Hearing loss is the commonest sensory deficit in developed countries(Davis 1989, Smith, Bale & White 2005.)
The cumulative prevalence of hearing loss in any population rises through the lifespan (Russ 2001). Hearing
loss and hearing function have been most closely studied at the extremes of life- in the neonatal period and in
old age. However, there have been very few population studies of hearing function in adolescence and even
fewer opportunities to examine the relationship between environmental factors such as otitis media, early life
risks and noise exposure and later hearing function. Similarly, very few studies have attempted genotypephenotype
correlations with respect to hearing function on a large population-based cohort, especially in
adolescence. To our knowledge, the detailed data we propose to collect on hearing in the ALSPAC 17-18 year
cohort would be the first opportunity to link detailed hearing phenotype data with genotype data on a
representative population-based sample of adolescents.

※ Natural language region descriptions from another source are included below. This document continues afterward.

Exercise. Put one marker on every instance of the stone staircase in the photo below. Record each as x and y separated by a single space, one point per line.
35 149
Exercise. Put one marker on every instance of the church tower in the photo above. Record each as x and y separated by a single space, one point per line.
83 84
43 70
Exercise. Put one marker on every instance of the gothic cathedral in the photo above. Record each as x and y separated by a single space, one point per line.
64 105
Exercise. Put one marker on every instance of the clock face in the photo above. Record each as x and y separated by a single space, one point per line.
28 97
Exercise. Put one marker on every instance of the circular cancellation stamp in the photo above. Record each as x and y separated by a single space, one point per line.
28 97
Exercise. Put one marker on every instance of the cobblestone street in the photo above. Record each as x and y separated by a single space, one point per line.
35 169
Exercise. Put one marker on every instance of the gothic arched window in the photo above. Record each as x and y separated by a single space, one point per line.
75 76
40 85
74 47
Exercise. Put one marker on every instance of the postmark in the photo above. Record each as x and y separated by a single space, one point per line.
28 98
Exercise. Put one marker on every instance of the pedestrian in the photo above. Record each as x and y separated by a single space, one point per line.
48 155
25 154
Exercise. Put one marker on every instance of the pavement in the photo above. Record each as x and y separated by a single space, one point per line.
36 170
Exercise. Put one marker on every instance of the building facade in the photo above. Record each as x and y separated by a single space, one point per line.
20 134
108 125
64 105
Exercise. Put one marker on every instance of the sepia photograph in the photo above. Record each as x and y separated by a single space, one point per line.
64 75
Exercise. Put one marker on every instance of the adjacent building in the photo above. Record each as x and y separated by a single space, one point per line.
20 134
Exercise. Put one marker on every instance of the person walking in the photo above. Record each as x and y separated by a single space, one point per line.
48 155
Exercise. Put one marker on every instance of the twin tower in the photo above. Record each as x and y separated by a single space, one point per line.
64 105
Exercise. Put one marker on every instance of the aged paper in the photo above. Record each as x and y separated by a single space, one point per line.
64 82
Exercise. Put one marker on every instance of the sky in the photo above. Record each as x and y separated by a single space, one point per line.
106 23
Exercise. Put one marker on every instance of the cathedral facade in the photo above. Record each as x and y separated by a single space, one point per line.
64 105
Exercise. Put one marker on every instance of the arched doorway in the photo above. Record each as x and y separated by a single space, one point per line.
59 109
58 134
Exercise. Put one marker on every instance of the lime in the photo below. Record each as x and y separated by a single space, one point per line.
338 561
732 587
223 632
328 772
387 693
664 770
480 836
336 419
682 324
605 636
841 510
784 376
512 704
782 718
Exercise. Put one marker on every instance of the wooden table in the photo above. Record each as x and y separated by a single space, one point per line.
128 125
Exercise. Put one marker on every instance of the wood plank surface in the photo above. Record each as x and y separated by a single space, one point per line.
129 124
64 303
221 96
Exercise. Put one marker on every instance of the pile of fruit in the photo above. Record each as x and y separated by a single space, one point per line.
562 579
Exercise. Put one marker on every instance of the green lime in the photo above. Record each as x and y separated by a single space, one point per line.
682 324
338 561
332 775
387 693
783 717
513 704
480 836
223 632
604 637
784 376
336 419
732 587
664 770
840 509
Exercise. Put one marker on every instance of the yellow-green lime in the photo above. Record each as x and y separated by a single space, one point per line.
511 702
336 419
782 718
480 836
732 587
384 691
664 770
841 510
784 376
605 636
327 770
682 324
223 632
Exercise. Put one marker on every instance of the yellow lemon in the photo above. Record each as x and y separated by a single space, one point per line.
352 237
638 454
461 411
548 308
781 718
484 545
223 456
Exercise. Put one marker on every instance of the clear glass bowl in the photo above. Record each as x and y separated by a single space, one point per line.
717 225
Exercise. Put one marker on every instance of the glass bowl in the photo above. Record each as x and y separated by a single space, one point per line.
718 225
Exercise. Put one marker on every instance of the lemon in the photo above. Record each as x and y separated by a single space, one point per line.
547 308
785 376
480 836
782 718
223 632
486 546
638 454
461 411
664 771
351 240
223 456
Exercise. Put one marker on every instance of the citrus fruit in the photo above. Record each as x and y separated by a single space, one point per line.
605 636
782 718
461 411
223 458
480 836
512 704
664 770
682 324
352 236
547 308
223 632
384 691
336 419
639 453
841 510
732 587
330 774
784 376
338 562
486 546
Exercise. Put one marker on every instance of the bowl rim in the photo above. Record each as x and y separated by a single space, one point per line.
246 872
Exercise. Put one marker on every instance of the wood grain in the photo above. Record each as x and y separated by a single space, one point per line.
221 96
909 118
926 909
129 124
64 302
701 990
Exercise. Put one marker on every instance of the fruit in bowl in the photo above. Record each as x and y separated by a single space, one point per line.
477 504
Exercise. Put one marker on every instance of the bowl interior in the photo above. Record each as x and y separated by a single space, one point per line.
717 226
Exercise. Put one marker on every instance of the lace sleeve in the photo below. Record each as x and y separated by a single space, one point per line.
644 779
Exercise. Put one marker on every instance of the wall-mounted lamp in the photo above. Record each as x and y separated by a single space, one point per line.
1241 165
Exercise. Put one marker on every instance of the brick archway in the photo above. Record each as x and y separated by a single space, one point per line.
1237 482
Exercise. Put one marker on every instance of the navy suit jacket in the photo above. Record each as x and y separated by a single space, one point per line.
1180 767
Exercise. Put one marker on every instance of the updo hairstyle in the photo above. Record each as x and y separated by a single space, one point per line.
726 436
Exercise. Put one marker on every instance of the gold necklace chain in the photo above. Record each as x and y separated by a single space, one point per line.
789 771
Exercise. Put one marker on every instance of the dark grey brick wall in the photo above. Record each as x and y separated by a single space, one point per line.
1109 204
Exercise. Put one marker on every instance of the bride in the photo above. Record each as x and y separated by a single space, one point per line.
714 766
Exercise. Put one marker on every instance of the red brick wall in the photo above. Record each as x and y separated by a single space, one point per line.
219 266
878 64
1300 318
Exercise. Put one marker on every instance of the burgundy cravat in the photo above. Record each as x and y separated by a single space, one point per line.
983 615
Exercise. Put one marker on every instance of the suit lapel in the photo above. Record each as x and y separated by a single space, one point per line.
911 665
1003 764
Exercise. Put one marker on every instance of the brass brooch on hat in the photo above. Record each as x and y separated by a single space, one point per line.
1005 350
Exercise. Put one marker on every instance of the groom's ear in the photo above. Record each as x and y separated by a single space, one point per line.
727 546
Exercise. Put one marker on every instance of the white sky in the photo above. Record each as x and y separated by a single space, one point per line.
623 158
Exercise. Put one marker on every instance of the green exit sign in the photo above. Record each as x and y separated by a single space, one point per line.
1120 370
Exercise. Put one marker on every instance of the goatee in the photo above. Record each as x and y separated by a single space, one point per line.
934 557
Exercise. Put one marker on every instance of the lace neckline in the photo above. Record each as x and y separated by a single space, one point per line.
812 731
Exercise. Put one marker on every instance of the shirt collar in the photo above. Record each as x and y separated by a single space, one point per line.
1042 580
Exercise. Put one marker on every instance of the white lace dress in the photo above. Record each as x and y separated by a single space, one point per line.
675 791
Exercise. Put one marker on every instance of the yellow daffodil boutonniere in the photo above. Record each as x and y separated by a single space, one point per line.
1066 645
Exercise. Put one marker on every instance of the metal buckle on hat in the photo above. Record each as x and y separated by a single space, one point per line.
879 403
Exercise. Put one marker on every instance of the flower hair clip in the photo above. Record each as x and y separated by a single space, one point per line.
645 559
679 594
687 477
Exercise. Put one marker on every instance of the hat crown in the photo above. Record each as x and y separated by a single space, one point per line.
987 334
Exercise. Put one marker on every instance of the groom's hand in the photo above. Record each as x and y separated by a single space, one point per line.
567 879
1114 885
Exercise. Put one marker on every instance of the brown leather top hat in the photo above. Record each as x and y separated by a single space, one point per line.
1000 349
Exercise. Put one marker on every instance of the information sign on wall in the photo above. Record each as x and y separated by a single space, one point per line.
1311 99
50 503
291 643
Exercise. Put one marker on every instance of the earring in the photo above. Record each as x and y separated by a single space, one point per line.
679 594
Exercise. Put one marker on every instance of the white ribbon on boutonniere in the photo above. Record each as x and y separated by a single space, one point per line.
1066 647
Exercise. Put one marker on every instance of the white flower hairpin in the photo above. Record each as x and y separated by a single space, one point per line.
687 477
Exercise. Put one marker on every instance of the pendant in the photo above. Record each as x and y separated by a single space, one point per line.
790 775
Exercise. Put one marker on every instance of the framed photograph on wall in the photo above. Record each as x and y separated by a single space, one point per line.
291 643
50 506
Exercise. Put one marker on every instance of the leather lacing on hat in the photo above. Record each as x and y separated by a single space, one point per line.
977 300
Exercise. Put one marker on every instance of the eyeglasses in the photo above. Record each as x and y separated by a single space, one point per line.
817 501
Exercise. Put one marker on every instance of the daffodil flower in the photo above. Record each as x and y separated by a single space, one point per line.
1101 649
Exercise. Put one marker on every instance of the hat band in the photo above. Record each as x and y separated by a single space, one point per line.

There is growing interest in the hearing function and abilities of adolescents. Widespread use of personal
listening devices such as iPods and MP3 players has heightened awareness of the potential vulnerability of
this population to the extremes of noise exposure from modern devices using current compression algorithms
(Fligor and Cox 2004). (reference - Output levels of commercially available portable compact disc players and
the potential risk to hearing.Fligor BJ, Cox LC Ear Hear. 2004 Dec;25(6):513-27)... Earler survey-based U.S.
data suggest that up to 3.4% 18-34 years olds self-report hearing problems ( NHIS 1990), while the US
National Health and Nutritional Examination Survey (NHANES) III documented 14.9% 6-19 year olds with
unilateral or bilateral losses greater than 16dBHL at low or high frequencies. (Niskar et al.1998). Consequently, we are
moving from a conceptualization of adolescence as a time when hearing is essentially intact, to one in which
considerable variations in hearing ability begin to emerge in the population. Hearing ability at any age will be
sensitive to the effects of multiple risk and protective factors, both genetic and environmental.